Great Plains Studies, Center for

 

Date of this Version

August 1992

Comments

Published in Great Plains Research 2:2 (August 1992), pp. 317-318. Copyright © 1992 The Center for Great Plains Studies, University of Nebraska-Lincoln. Used by permission. http://www.unl.edu/plains/publications/GPR/gpr.shtml

Abstract

The Cheyenne Bottoms, Barton County, Kansas, has long been hallowed ground for birders and scientists as well as hunters. The dikes let one drive slowly through the marshes, scanning the flats for favorite sandpiper species and experiencing first hand the isolation of the central Kansas prairies.
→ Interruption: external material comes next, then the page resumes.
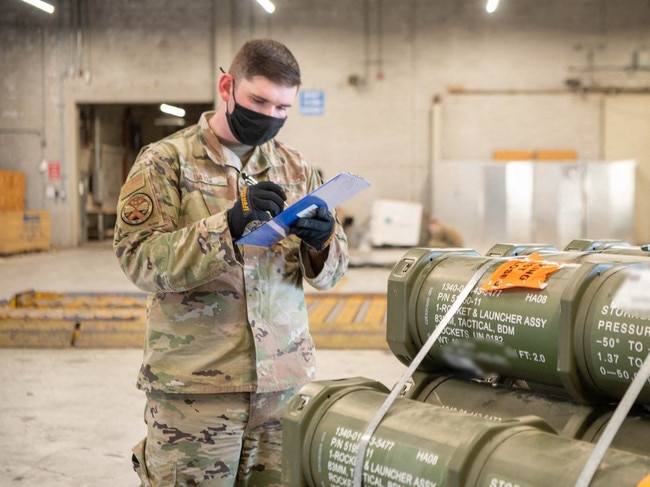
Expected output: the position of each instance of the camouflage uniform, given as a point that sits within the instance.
(221, 318)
John Zimmerman, professor of biology at Kansas State University, had captured the Cheyenne Bottoms aura in eloquent prose, giving us a taste of wetlands natural history, while bringing to life the political and economic conflicts surrounding Arkansas River, and Walnut Creek, water. In many ways, the Cheyenne Bottoms case is a modern archetypical prairie fight between irrigators and environmentalists. Zimmerman succeeds admirably in his effort to layout, in plain language, the issues, politics, and actions that dictate the fate of this enormous wetland. And if there is any take home message from this book, it is to be found in the blunt reporting of Jan Garton's introduction: "Never before in Kansas history had taxpayers' dollars gone for wildlife needs." Zimmerman has done a superb job of translating biological argot into lay terms, extracting the underlying ecological principles and illustrating them with easily understood examples, interpreting the seemingly neutral numbers, letting us see the natural drama usually reserved for the scientifically literate, and showing us the ultimate link between the microscopic lower levels of a food web and the annual economic impact of bird watchers on Barton County (four times that of pheasant and duck hunters combined). Central to Zimmerman's success is his skillful use of basic science, especially the ecological studies' of Wayne Hoffman, and the weaving of the Hoffman observations into the narrative. If, after reading this book, a legislator cannot understand the fundamentals of ecology well enough to make a reasoned decision on natural resource management, then that politician should be defeated in the next election.